Kolstad, 527 U.S. at 536-37, 119 S.Ct. at 2125. A plaintiff does not have to show
egregiousness or outrageous discrimination to prove punitive damages although
this is one form of proof. Id. at 538-39, 119 S.Ct. at 2126. Not only must the
plaintiff show maliciousness or recklessness, but he must also impute liability to
the employer. Id. at 539, 119 S.Ct. at 2126. The Supreme Court has held that an
employer will not be held liable for punitive damages where “the discriminatory
employment decisions of managerial agents . . . are contrary to the employer’s
good-faith efforts to comply with [42 U.S.C. § 1981].” See id. at 545, 119 S.Ct. at
2129 (quotation omitted). In the absence of evidence of a good-faith effort to
comply with § 1981, an employer will be liable for actions of its agent when the
agent served the employer in a managerial capacity and committed the intentional
discrimination at issue while acting in the scope of employment. See id. at 542-43,
119 S.Ct. at 2128.
As initial matters, we first conclude that Hithon first cannot adopt arguments
from his district court brief contesting Tyson’s motion for a new trial. See Four
Seasons Hotels and Resorts, B.V. v. Consorcio Barr S.A., 377 F.3d 1164, 1167 n.4
(11th Cir. 2004) (“reject[ing] the practice of incorporating by reference arguments
13
made to district courts, and . . . hold[ing] that [the appellant] . . . waived the
arguments it ha[d] not properly presented for review”). Second, Hithon’s
argument that the district court failed to give reasons for its decision to grant a new
trial as required by Fed. R. Civ. P. 50(c) is without merit because the court stated
its reasons by determining that the compensatory and punitive damages awards
were “against the great weight of the evidence and [were] outrageously excessive
and shocking to the judicial conscience.”
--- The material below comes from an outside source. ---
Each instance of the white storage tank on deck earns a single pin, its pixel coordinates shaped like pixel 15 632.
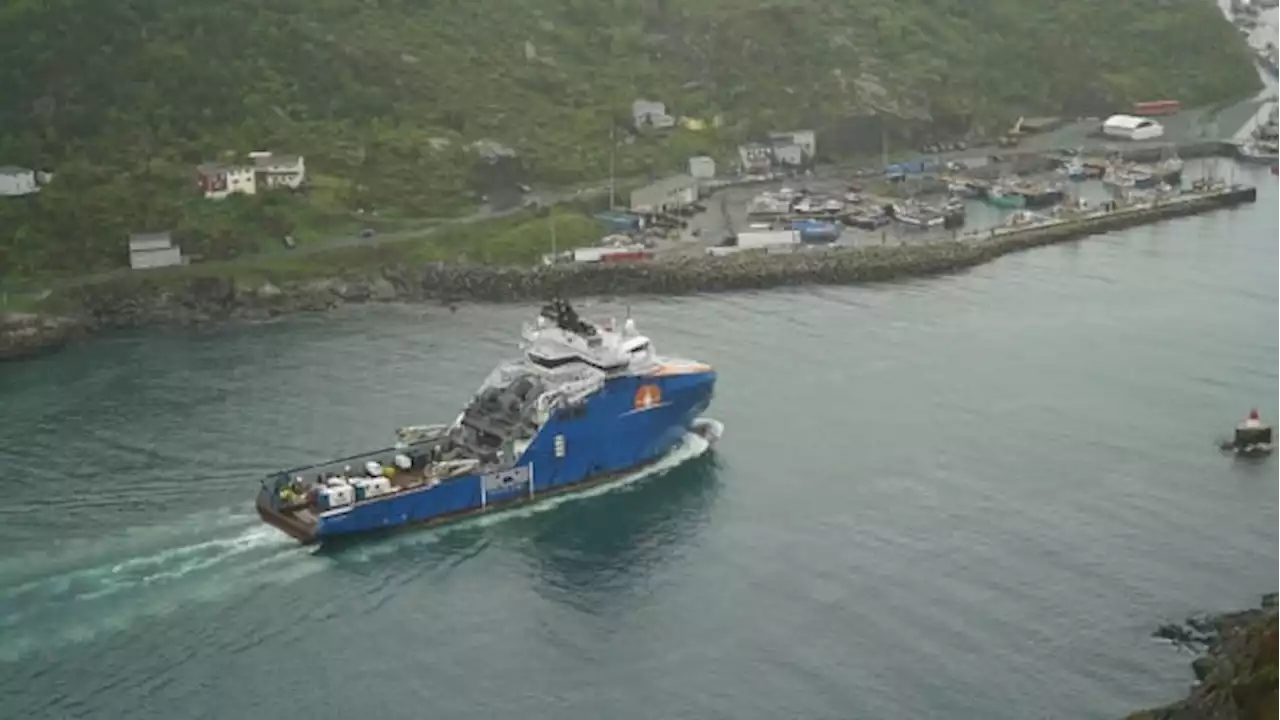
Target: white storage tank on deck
pixel 337 496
We conclude that the district court did not abuse its discretion in granting a
new trial on the basis of the jury’s punitive damages award because the evidence
was insufficient to support an award of punitive damages as Hithon has failed to
present any evidence that Hatley knew he was violating federal law when he failed
to promote Hithon. Moreover, because Hithon failed to establish that Hatley acted
with malice or reckless indifference to his federal rights, we conclude that the
district court did not err in granting a new trial on the punitive damages award.
3. Compensatory Damages
This court has stated that “[a]lthough compensable damage must be proven, .
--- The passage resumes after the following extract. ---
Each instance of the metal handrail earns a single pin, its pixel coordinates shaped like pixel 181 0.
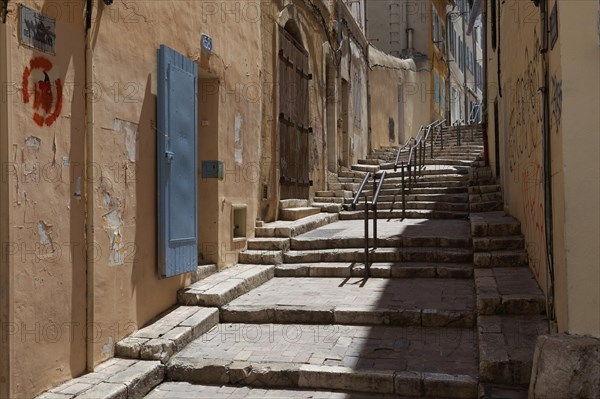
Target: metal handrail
pixel 416 156
pixel 360 190
pixel 373 206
. . general compensatory damages, as opposed to special damages, need not be
proven with a high degree of specificity.” Ferrill v. Parker Group, Inc., 168 F.3d
468, 476 (11th Cir. 1999). “Compensatory damages may be inferred from the
14
circumstances” or proven through testimony. Id. (citation and internal quotation
omitted). Evidentiary shortcomings go to the amount of loss, not to the issue of
damages. Id. Under § 1981, compensatory damages encompass: (1) emotional
harms such as humiliation and insult; (2) intangible, psychological injuries; or
(3) financial, property, or physical harms. Id. (citations omitted). There is no
requirement that emotional damages be proven through medical evidence or expert
testimony. See Kim v. Nash Finch Co., 123 F.3d 1046, 1065 (8th Cir. 1997)
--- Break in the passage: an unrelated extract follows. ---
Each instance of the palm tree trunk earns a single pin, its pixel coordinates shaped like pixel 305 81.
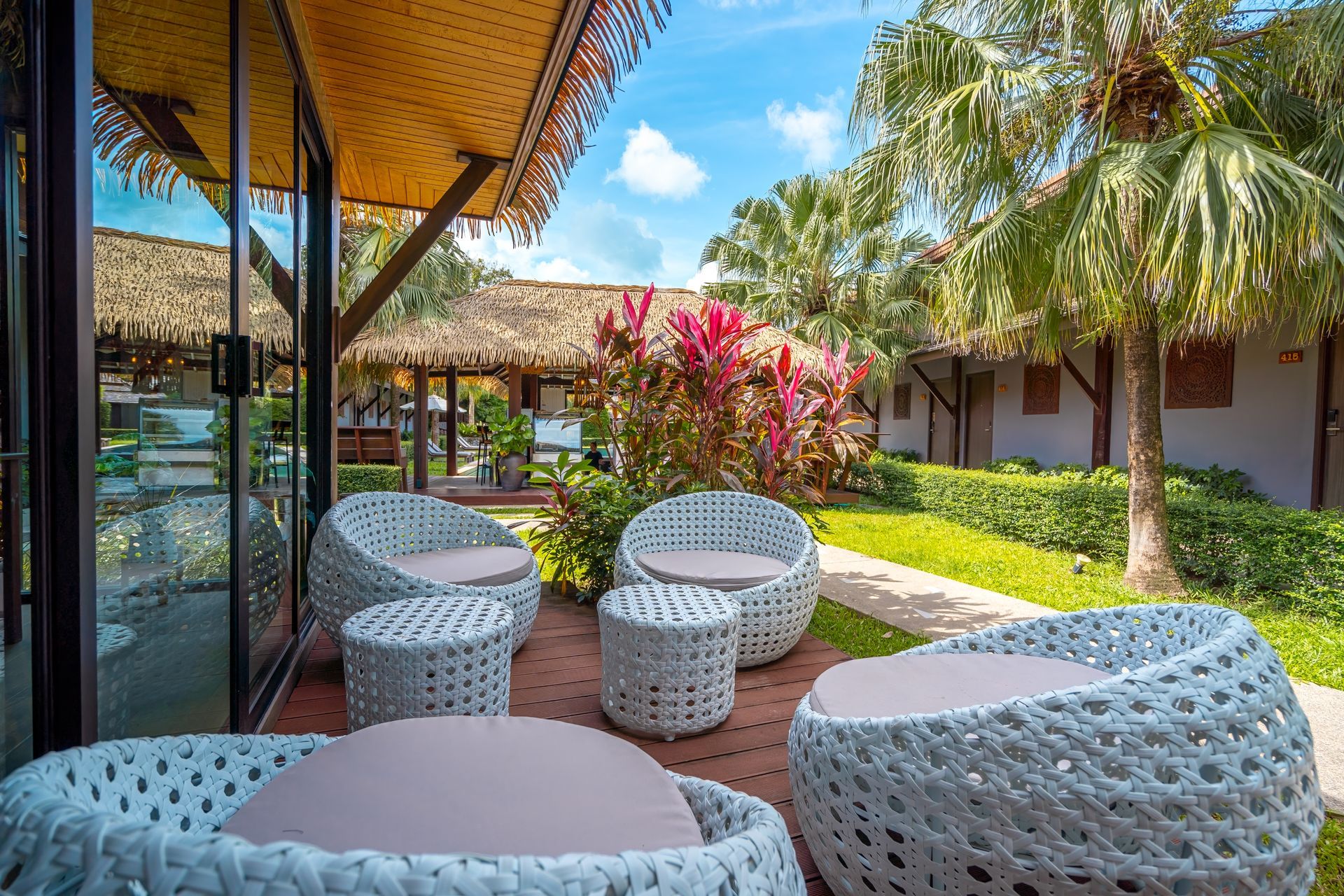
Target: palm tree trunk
pixel 1149 567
(holding that “medical or other expert evidence was not required to prove
emotional distress and that there was sufficient evidence of emotional distress”)
(persuasive authority).
After reviewing the record, we conclude that the district court did not abuse
its discretion in granting the motion for a new trial on the compensatory damages
award because Hithon provided insubstantial evidence to support the jury’s
$250,000 compensatory damages award.
For the foregoing reasons, we affirm the district court’s grant of judgment as
a matter of law in favor of Tyson on Ash’s discrimination claims. We reverse the
district court’s grant of judgment as a matter of law in favor Tyson on Hithon’s
discrimination claims. However with respect to Hithon, we affirm the district
court’s decision to alternatively grant a new trial because there was insufficient
15
evidence to support the jury’s punitive damages award and the compensatory
damages award was excessive. We remand this case for the district court to
conduct further proceedings consistent with this opinion.
AFFIRMED IN PART, REVERSED AND REMANDED IN PART.